Friday 25 December 2009

NPS - Not Cheap

NPS is not that much cheap as it's look in first glance. For investors of higher amounts indeed it's providing the benefit of size but for small investors it's not cheap at all. For a small investors investing just 6K Rs. the minimum yly. subscription, sample this.

Fund management charges are low enough, but the fixed charges are high. In a bad year, when you barely manage to invest 6000 in the requisite 4 yearly installments, you incur the following charges:
A. Account opening charge of Rs. 50 (only required for the first year)
B. Annual maintenance charge of Rs. 350
C. 4 transactions, Rs. 10 fees to CRA for each.

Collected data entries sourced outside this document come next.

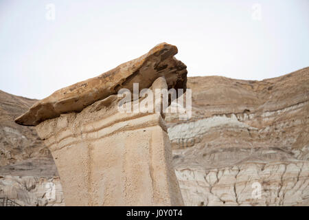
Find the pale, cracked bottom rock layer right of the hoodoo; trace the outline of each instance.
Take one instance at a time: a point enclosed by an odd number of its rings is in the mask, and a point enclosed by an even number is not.
[[[309,198],[309,162],[176,168],[186,206],[297,206]],[[260,184],[256,197],[254,184]]]

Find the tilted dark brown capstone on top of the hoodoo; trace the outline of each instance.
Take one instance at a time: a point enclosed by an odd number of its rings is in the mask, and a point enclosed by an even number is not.
[[[56,118],[62,113],[79,112],[122,88],[133,91],[133,83],[139,89],[148,88],[160,76],[164,76],[168,89],[186,89],[187,67],[174,58],[177,47],[160,43],[147,54],[128,61],[95,78],[84,80],[55,91],[36,102],[26,113],[15,119],[17,124],[36,126],[44,120]]]

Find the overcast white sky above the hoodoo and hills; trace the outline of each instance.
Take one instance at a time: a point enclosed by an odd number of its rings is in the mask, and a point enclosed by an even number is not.
[[[308,0],[0,0],[0,89],[45,98],[161,42],[188,76],[262,80],[308,67],[308,39]]]

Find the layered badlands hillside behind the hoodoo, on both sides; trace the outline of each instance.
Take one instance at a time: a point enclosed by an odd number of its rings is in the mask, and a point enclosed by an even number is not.
[[[309,205],[309,67],[262,81],[192,77],[187,88],[192,118],[165,118],[185,205]],[[0,197],[63,206],[49,150],[14,123],[34,102],[0,91]]]

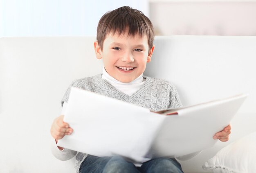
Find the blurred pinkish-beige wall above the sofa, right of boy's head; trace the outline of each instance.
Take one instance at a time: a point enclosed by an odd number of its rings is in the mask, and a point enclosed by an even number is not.
[[[256,35],[256,1],[150,0],[157,35]]]

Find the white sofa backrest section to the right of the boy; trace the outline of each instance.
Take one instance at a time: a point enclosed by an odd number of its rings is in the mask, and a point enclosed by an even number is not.
[[[249,94],[240,112],[256,113],[256,37],[158,36],[145,74],[177,87],[185,106]]]

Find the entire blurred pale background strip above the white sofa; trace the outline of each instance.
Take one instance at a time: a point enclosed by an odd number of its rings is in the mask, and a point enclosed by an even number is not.
[[[0,37],[96,35],[121,6],[142,11],[156,35],[256,35],[256,0],[0,0]]]

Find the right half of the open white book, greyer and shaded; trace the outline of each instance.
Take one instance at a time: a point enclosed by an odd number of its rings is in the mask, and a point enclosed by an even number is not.
[[[229,125],[247,96],[211,101],[177,110],[164,121],[152,157],[180,157],[213,147],[213,136]]]

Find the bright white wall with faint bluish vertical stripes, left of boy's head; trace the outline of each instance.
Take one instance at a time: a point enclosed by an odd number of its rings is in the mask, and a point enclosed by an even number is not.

Total Rs. 40.
D. Registration with PoP (Point of Presence, kind of the investor’s broker): Rs. 40. This will be required not just the first time, but everytime the PoP is changed for some reason (e.g. migration from one location to another)
D. 4 transactions, Rs. 20 fees to PoP for each. Total Rs. 80.
Other charges are negligible; but these charges total to Rs. 560. This is 9.33 percentage of the investment for the year (Rs. 6000). Consider it kind of an entry load for NPS.

In the light of the above facts, NPS is useful for investors who r going to commit higher amounts, as barring Fund management charge, all other charges r not linked to the investment or fund, instead they r fixed in nature & may prove counter productive for lower investment amounts.

Thanks


Ashal

2 comments:

Simple person in a complex world said...

Great article. Thanks for this. I was considering opening NPS account for it's supposedly low fee, but will now rethink. even for someone investing 25000, fixed charges are > 2%.

Srikanth Matrubai said...

As usual, Great analysis, Ashalanshu.
Keep up the great work. You are a genius.

Yes,
Though the Fund Management is ridiculously low at a miniscule 0.0009% per annum, the Cost of Opening an Account(Rs.50), Annual Maintenance Charge(Rs.350) and a Per Transaction Charge of Rs.10 actually makes the NPS COSTLIER than a Regular Mutual Fund with a 500 monthly sip. The cost works out to around Rs.350 as fixed cost on every Rs.2000 he contributes. Unless the Govt steps in to correct this, NPS would be a failure with the small savers.